Camila se vino primero. Lo supe por el quejido largo que se le escapó, por la manera en que las piernas le fallaron y Bruno tuvo que sostenerla por las caderas para que no se cayera. Cuando se recuperó, él la dio vuelta, la puso boca arriba en el borde de la cama, le abrió las piernas y volvió a entrar.

—Mírame —le ordenó.

Camila lo miró. Y mi novia, la que se reía de mis chistes flojos y dormía cada noche en mi pecho, le sonrió como si llevara meses esperándolo.

Bruno terminó dentro de ella. No dijo nada antes, no le preguntó nada. Empujó tres veces más, gruñó como un perro, y se quedó quieto con las dos manos hundidas en las caderas de Camila. Vi cómo se vaciaba en ella, cómo el cuerpo se le tensaba, cómo después se desplomaba un instante sobre su pecho antes de levantarse.

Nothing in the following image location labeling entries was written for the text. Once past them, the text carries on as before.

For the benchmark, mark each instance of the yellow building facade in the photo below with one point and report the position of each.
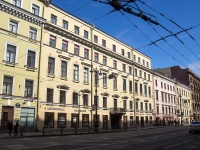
(76, 62)
(20, 29)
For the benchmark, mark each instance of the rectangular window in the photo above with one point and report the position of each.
(104, 102)
(76, 30)
(35, 9)
(13, 26)
(86, 75)
(51, 65)
(104, 80)
(31, 59)
(7, 85)
(52, 41)
(63, 69)
(130, 86)
(114, 64)
(33, 34)
(95, 39)
(85, 99)
(17, 3)
(124, 84)
(28, 88)
(11, 53)
(104, 60)
(65, 25)
(62, 97)
(76, 50)
(64, 45)
(86, 53)
(75, 98)
(103, 43)
(114, 48)
(85, 34)
(53, 19)
(96, 57)
(50, 95)
(76, 72)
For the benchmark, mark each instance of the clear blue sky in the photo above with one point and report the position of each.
(185, 13)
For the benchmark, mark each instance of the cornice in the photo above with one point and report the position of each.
(21, 13)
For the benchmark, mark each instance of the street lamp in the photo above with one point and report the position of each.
(97, 73)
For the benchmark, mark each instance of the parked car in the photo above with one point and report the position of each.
(194, 126)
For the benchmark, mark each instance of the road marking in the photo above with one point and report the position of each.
(178, 144)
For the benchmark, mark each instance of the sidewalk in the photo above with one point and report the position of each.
(64, 132)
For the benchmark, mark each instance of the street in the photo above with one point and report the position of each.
(172, 137)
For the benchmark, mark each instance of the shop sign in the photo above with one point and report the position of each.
(53, 108)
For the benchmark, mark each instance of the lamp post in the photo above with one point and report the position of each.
(97, 73)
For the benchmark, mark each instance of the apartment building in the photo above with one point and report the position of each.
(165, 99)
(21, 23)
(184, 104)
(75, 88)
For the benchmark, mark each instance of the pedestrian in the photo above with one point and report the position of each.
(16, 128)
(10, 127)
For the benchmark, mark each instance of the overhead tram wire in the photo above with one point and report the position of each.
(154, 42)
(169, 36)
(173, 47)
(171, 22)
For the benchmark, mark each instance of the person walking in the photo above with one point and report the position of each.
(16, 128)
(10, 127)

Antes de que Bruno saliera de la cama, retrocedí por el pasillo y bajé la escalera de dos en dos, lo más silencioso que pude. Volví al sofá con la cara roja, las manos temblando, y me senté a ver el final del partido como si no hubiera pasado nada.

Bruno bajó cinco minutos después. Se sirvió otra cerveza. Me palmeó el hombro al pasar.

—Tu casa es de las cómodas —dijo, y se rio bajito sin mirarme a los ojos.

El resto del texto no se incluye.